Di rumah tua itu, selalu saja ada seorang nenek yang mengeluarkan airmata. Merembes di pipi dan sesekali jatuh ke tanah hingga basah. Dari gurat-gurat wajahnya, sangat bisa dibaca, ia tengah merindukan seseorang. Dan bendera yang tergantung di beranda, adalah benda terakhir yang ia daku sebagai hadiah dari masa lalu. Hadiah untuk mengenang seseorang yang telah lama pergi. Seseorang yang benar-benar ia cintai.
Setiap sore tiba, nenek itu akan melihat bendera dari jendela rumahnya. Menghadap ke barat sambil mengingat-ingat: seorang lelaki pemberani dengan tekad yang kuat pamit akan berangkat ke medan perang. Dengan senjata seadanya, lelaki itu ikut rombongan gerilyawan.
Tujuh puluh tujuh tahun yang lalu, seorang lelaki pergi dari rumah tua ini dan sekarang ia belum kembali. Nenek itu bercerita yang entah kepada siapa. Yang jelas hanya terlihat seperti bercerita pada dirinya sendiri.
Di rumah tua itu, ia adalah satu-satunya penghuni. Dengan tubuh yang rapuh dan mulut yang sering membisu, ia bersikeras agar tidak meninggal begitu saja. Artinya, ia meninggal dengan sia-sia dan tidak bertemu dengan seseorang yang ia tunggu. Mungkin takdir kematian di tangan Tuhan, namun manusia juga punya harapan. Manusia yang itu termasuk dirinya. Ia berharap waktu tak pernah mampu mengikis usianya. Ia berharap waktu berjalan begitu saja tanpa menyeret dirinya.
“Umurku dua puluh lima, Sri.” Kata lelaki dengan tekad yang kuat itu.

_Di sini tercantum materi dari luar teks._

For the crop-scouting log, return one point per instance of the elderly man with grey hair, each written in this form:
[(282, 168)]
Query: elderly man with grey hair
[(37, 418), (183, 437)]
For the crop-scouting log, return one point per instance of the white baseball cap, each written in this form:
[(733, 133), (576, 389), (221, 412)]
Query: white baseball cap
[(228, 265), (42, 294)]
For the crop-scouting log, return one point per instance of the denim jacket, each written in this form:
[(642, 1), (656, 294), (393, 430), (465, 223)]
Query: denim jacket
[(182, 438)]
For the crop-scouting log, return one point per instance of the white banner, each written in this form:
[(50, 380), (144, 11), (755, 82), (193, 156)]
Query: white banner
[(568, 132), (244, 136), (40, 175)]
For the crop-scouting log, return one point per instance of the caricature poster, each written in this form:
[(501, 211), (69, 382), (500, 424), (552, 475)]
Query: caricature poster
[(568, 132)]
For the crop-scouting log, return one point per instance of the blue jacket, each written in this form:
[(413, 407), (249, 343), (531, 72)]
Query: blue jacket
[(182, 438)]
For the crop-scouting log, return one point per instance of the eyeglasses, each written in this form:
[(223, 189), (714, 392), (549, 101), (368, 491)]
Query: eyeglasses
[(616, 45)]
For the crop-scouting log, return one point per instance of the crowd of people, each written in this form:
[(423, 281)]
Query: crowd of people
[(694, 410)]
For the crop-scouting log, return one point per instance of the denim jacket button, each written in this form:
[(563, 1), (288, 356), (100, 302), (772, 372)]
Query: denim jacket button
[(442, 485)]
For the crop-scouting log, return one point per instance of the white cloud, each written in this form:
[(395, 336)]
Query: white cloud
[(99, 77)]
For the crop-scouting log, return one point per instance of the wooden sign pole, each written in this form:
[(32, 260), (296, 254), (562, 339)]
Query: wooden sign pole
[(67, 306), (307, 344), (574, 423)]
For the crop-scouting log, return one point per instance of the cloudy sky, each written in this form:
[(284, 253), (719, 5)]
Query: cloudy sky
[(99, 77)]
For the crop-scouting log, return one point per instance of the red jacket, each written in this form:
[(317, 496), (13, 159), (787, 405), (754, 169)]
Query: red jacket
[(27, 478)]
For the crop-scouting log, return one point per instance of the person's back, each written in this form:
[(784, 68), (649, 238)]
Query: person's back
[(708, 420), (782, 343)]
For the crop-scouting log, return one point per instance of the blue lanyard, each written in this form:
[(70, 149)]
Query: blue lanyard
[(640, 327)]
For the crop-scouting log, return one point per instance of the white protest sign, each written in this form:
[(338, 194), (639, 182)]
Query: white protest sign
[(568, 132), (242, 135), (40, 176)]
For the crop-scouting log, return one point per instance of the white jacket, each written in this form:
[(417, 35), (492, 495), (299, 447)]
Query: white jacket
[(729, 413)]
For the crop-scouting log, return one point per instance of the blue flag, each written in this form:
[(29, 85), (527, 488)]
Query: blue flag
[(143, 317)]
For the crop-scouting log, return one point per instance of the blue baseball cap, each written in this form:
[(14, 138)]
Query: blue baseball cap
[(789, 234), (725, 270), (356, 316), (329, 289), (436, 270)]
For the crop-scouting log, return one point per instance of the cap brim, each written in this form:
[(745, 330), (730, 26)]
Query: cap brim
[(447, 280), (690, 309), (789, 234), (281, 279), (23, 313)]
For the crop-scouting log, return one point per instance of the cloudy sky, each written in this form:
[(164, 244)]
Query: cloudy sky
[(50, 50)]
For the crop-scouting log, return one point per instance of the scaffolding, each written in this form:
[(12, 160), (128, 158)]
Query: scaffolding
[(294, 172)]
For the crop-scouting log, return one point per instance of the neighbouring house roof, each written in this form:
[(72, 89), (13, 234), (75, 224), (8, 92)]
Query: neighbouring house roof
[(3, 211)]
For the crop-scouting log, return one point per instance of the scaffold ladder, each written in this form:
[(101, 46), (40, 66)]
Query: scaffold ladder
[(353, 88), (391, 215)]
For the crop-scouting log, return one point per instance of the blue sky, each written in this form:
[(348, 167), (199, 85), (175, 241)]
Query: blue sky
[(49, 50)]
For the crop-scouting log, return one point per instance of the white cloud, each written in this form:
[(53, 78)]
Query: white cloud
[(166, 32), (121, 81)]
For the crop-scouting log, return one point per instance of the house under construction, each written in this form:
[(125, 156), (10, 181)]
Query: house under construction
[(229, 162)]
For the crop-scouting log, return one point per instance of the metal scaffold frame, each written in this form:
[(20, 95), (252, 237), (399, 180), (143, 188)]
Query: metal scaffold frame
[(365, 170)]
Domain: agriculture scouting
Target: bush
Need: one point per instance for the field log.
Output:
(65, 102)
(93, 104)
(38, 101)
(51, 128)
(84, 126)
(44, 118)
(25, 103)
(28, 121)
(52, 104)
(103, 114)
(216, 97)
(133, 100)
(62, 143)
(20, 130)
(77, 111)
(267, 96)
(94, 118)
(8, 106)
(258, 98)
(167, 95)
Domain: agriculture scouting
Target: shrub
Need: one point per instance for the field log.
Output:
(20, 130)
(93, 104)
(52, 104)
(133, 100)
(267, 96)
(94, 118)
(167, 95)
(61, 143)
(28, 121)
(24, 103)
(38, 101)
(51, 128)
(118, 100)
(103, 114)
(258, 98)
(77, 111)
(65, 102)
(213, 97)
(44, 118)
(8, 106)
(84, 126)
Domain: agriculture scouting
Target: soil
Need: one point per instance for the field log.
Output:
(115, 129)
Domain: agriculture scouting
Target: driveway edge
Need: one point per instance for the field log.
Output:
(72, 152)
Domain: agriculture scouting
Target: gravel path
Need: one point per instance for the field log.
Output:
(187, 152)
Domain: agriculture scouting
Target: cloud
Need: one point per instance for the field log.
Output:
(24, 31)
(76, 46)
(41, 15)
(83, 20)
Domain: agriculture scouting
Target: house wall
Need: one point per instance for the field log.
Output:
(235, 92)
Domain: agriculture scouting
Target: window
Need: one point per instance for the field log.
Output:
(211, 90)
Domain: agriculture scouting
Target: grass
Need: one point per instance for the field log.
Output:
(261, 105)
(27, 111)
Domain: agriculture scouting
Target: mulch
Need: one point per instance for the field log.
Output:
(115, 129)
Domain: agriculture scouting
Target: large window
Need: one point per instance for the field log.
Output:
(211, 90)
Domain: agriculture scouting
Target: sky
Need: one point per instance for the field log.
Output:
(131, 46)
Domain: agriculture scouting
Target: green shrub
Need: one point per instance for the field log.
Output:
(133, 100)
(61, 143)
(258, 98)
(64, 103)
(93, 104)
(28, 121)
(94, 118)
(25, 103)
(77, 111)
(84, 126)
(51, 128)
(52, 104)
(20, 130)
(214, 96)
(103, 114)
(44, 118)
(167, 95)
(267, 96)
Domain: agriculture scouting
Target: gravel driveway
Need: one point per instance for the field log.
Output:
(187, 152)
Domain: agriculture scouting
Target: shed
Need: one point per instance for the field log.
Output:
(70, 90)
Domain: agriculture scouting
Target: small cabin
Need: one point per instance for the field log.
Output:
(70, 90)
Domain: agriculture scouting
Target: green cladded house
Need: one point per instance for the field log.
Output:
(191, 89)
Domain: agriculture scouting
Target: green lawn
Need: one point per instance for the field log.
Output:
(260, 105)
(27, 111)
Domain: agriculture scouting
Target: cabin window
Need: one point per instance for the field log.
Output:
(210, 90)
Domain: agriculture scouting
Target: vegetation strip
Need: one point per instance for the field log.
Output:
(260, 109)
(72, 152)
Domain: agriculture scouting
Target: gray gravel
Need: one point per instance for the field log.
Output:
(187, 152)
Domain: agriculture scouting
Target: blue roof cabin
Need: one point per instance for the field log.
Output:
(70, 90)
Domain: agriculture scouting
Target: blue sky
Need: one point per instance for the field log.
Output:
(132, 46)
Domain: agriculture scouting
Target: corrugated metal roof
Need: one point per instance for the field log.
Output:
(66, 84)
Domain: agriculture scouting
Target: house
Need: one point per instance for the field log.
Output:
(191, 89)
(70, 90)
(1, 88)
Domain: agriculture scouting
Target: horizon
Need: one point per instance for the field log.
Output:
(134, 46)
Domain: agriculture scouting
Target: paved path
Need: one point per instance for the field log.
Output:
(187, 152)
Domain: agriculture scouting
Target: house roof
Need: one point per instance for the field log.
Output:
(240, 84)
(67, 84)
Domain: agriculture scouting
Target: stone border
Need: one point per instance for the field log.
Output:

“Ya, umurmu dua puluh lima. Umurku dua puluh dua.” Kata perempuan yang hatinya lembut itu.
“Kita menikah dua tahun yang lalu.”
“Ya, kita menikah dua tahun yang lalu. Apakah kita bisa bersama dalam waktu yang lebih lama?”
“Sri, Sri Sumalah, suamimu ini orang paling setia di dunia setelah kanjeng nabi.”
Sri Sumalah tersenyum getir, namun ia percaya perkataan suaminya. Kalaupun toh lelaki itu berbohong, minimal dirinya sendirilah yang akan setia seperti istri kanjeng nabi.
“Aku akan pergi berperang. Jaga dirimu di sini baik-baik.”